The big quandry these days is whether we should give GM, Ford and Chrysler $25 billion to tide them over until... until what? Until they start making cars people actually want to buy? Until they stop paying people ludicrously high salaries to screw door handles on trucks? What do they think is going to change six months from now? They're not going to suddenly become viable companies with a good business plan and stellar products.
$25 billion doesn't sound like a lot considering Congress just voted to give financial institutions $700 billion. But the banks know what they did wrong, and I seriously doubt they're going to be writing a lot of subprime mortgages now to people who can't pay them back. Letting a few banks go under may not be a tragedy, but letting a lot of them go under would have been. So what will happen if the Big 3 suddenly become the Big 2? Yes, there will be jobs lost, but there will be anyway. Nobody seriously thinks all three of these companies will go under, particularly Ford, which seems to be in a much better position than GM or Chrysler.
Chrysler is already owned by a private equity firm. GM has been horribly mismanaged for decades. If one of these companies goes belly up, it may give Ford enough new business that they could hold on through this economic slowdown without any help. But Ford would need to get its act together as well -- why, for instance, is there a Mercury brand? Like GM, who needs to jettison Pontiac, Buick and Saturn, I can't figure out why they haven't ditched all these different name plates and their individual management groups a long time ago. These automakers will have to streamline no matter what; it would make sense to me to get rid of these redundant brands which just don't make good business sense and never did.
In the interest of full disclosure, I used to buy nothing but GM cars. My now ex-husband also had Ford trucks. Then one day I went to look at the new models and was so disgusted by them that I took off for the nearest Honda dealership. I have never looked back, and that was 20 years ago. They lost my business like they lost a lot of other people's business through poor design and worse reliability.
In this age it's entirely possible to buy an American-made Toyota that has a larger percentage of parts made in the U.S. than your neighbor's Chevy, which was made in Mexico with an engine from Japan. If you want to be patriotic and "buy American," there is no longer a clear definition of what that means in the auto industry. BMW is expanding its plant in South Carolina; VW is looking at building a plant here because labor is actually cheaper here than in Germany. There will be jobs for auto workers, the only question is what companies can make cars that are reliable and that people want to buy?
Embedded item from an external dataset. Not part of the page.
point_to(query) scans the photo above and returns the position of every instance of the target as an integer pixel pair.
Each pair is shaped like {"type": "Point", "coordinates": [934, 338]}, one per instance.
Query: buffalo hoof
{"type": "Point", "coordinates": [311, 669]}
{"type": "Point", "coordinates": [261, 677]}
The Big 3 need to learn another lesson -- they made a lot of money for many years from the explosion in SUV and truck sales, all the while paying hundreds of millions of dollars to lobbyists to keep Congress from legislating higher fuel mileage standards and bypassing the ones that did exist by getting them to exclude SUVs from the mix. Now the consumer is also to blame here, as they bought these monster SUVs and trucks and said "I don't give a damn" to the environment (while conveniently forgetting that our dependence on foreign oil is also a national security issue). It's now time for Detroit to own up to their own sins and create some fuel-efficient, reliable, well-designed cars. Maybe then we'll have American automobile manufacturers to be proud of.